Difficult questions can have complicated answers.

http://cmi.princeton.edu/wedges/

Williamsmith
12-17-17, 9:35pm
Gandhi said it best: Be the change you wish to see in the world.

I always respect your opinion, and I know you're a nature lover the way you talk about your childhood in the PA woods. And I don't know who "people like you" (me) are? I'm not trying to do the math to see who needs to do what. I suck at math. And maybe the numbers won't add up and we'll all wind up in the armageddon you describe. But my mother taught me to make my bed and clean up my room, and for me, that's all it comes down to. I can't save the world, that much I know. But I can make my bed.*

*And I can write my congressmen. And petition. And protest. And vote with my dollars.

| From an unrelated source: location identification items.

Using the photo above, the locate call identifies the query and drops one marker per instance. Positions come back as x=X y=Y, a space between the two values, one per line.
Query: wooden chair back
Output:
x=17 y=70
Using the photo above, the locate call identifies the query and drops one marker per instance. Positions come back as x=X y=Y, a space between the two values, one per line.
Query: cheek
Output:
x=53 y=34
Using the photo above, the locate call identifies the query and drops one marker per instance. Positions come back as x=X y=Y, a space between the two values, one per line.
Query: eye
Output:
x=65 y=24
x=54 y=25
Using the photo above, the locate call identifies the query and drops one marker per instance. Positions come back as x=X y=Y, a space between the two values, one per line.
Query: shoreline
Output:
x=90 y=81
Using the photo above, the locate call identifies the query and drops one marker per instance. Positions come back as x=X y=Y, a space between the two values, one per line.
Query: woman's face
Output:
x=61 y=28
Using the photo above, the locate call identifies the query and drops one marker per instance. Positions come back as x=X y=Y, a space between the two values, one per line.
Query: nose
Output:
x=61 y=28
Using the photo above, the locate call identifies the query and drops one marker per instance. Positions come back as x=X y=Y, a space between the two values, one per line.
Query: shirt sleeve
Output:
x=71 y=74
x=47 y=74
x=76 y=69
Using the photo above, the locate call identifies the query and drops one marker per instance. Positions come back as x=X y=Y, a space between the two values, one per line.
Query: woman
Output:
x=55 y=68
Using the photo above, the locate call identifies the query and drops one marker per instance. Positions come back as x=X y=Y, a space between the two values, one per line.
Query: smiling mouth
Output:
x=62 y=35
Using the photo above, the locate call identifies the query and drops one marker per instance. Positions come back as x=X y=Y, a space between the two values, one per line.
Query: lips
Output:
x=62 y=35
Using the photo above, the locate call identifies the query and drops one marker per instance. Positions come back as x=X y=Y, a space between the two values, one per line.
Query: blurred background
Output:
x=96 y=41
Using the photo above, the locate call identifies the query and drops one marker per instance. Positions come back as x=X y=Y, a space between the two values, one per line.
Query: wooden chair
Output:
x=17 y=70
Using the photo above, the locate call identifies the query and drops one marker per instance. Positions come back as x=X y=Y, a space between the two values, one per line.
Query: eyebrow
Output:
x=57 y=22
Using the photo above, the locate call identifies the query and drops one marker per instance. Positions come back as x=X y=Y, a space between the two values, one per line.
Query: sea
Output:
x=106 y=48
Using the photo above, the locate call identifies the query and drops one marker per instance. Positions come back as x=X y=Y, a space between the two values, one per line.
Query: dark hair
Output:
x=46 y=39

And take some of the money I earn from Big Pharma and siphon it to the NRDC, Sierra Club, and WWF.

ETA: Forget Shorter Showers (https://orionmagazine.org/article/forget-shorter-showers/) by Derrick Jensen

Thats what I love about you Catherine........you could never sing “I Dreamed a Dream”

There was a time when men were kind
When their voices were soft
And their words inviting
There was a time when love was blind
And the world was a song
And the song was exciting
There was a time
Then it all went wrong
I dreamed a dream in times gone by
When hope was high and life worth living
I dreamed, that love would never die
I dreamed that God would be forgiving
Then I was young and unafraid
And dreams were made and used and wasted
There was no ransom to be paid
No song unsung, no wine untasted

But the tigers come at night
With their voices soft as thunder
As they tear your hope apart
As they turn your dream to shame
He slept a summer by my side
He filled my days with endless wonder
He took my childhood in his stride
But he was gone when autumn came
And still I dream he'll come to me
That we will live the years together
But there are dreams that cannot be
And there are storms we cannot weather
I had a dream my life would be
So different from this hell I'm living
So different now from what it seemed
Now life has killed the dream
I dreamed

catherine
12-17-17, 9:50pm
Thats what I love about you Catherine........you could never sing “I Dreamed a Dream”

There was a time when men were kind
When their voices were soft
And their words inviting
There was a time when love was blind
And the world was a song
And the song was exciting
There was a time
Then it all went wrong
I dreamed a dream in times gone by
When hope was high and life worth living
I dreamed, that love would never die
I dreamed that God would be forgiving
Then I was young and unafraid
And dreams were made and used and wasted
There was no ransom to be paid
No song unsung, no wine untasted

But the tigers come at night
With their voices soft as thunder
As they tear your hope apart
As they turn your dream to shame
He slept a summer by my side
He filled my days with endless wonder
He took my childhood in his stride
But he was gone when autumn came
And still I dream he'll come to me
That we will live the years together
But there are dreams that cannot be
And there are storms we cannot weather
I had a dream my life would be
So different from this hell I'm living
So different now from what it seemed
Now life has killed the dream
I dreamed


And I thought you knew me better than that. But I love that you quoted my absolutely hands-down favorite play ever. So, I forgive you for thinking I've lived a superficial life with no pain and disappointment. How little you know.